Members of the European Parliament will get to question Facebook (NASDAQ:FB) CEO Mark Zuckerberg today on everything from Cambridge Analytica and Europe’s new privacy rules to the social network’s role in elections and foreign investment. He’s also expected to apologize over not taking a “broad enough view of our responsibilities” and not doing “enough to prevent the tools we’ve built from being used for harm.”
The early trade markets are essentially unchanged. I am still willing to consider strong indications of bullish momentum.
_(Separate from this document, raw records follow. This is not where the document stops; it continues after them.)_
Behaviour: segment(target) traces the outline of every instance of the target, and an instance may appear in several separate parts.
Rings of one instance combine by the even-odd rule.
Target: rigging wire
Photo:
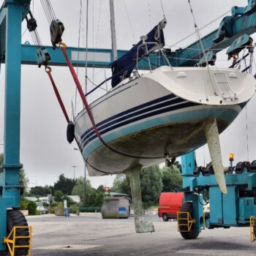
[[[195,30],[195,32],[197,34],[200,45],[201,47],[201,50],[203,50],[203,56],[204,56],[206,62],[206,65],[207,65],[207,67],[208,67],[208,60],[206,59],[206,50],[205,50],[205,48],[204,48],[203,45],[202,38],[201,38],[201,36],[200,34],[199,29],[197,28],[197,23],[196,23],[196,20],[195,20],[195,15],[194,15],[194,12],[193,12],[193,10],[192,10],[192,7],[191,3],[190,3],[190,0],[187,0],[187,1],[189,2],[189,7],[190,7],[190,12],[191,12],[192,16],[193,18]]]
[[[89,0],[86,0],[86,94],[87,93],[87,74],[88,74],[88,19],[89,19]]]
[[[133,31],[133,29],[132,29],[132,23],[131,23],[131,19],[129,18],[129,12],[128,12],[128,10],[127,10],[127,6],[125,3],[125,0],[123,0],[123,3],[124,3],[124,9],[125,9],[125,12],[127,15],[127,18],[128,18],[128,21],[129,21],[129,27],[132,30],[132,37],[133,37],[133,39],[134,39],[134,42],[136,42],[136,38],[135,38],[135,33],[134,33],[134,31]]]
[[[148,0],[148,19],[149,19],[149,27],[150,29],[152,29],[152,25],[151,25],[151,7],[150,7],[150,0]]]
[[[78,75],[78,61],[79,61],[79,56],[80,56],[80,31],[81,31],[81,19],[82,19],[82,8],[83,8],[83,2],[82,0],[80,0],[80,12],[79,12],[79,27],[78,27],[78,66],[77,66],[77,75]],[[76,113],[76,108],[77,108],[77,99],[78,99],[78,89],[75,88],[75,113]]]
[[[164,18],[165,18],[164,7],[163,7],[163,5],[162,5],[162,0],[160,0],[160,3],[161,3],[161,7],[162,7],[162,15],[163,15]]]
[[[249,132],[248,132],[248,116],[247,116],[247,104],[245,105],[245,123],[246,127],[246,155],[249,162]]]
[[[222,15],[221,15],[220,16],[217,17],[217,18],[215,18],[214,20],[210,21],[209,23],[208,23],[207,24],[206,24],[205,26],[202,26],[201,28],[198,29],[199,31],[201,31],[202,29],[206,28],[207,26],[208,26],[209,25],[211,25],[211,23],[213,23],[214,22],[219,20],[221,18],[222,18],[223,16],[225,16],[225,15],[228,14],[230,11],[228,10],[227,12],[223,13]],[[170,47],[174,47],[176,45],[179,44],[180,42],[186,40],[187,39],[188,39],[189,37],[193,36],[195,34],[195,32],[192,32],[191,34],[189,34],[189,35],[186,36],[185,37],[182,38],[181,39],[177,41],[176,42],[173,43],[173,45],[170,45]]]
If one were a straight stock trader, simply buying NFLX in the $332.00 area could prove to be prudent. You are anticipating a move to the upside. It’s also a conservative way to enter NFLX without the limitation of time associated with other strategies. In this scenario, it would also be good practice to place a sell-stop order in the $325.00 area to mitigate potential losses.
For more active traders with a shorter investment time horizon, you can consider a setup utilizing options. Given the market conditions outlined above, taking an active, premium debit approach may be the best path to success.
Because of the reasons given above, the purchase of a debit call spread may be one way to approach this situation. The first thing you want to do is calculate your target strike. In order to do this, you need three pieces of information: current price, date of expiration and at the money implied volatility for that expiration. For NFLX, this calculation targets the $345 – $346 strike. You may want to consider buying the June 1st weekly expiration 340/345 call spread paying $1.20. The maximum risk is what you paid for the spread and the maximum reward is the width of the spread less any premium paid. Max risk = $1.20, max reward = $3.80 which yield a reward to risk ratio of 3.16:1.
Given the trading and market environment outlined above, a trader must evaluate whether this reward/risk ratio is appropriate for his/her risk tolerance.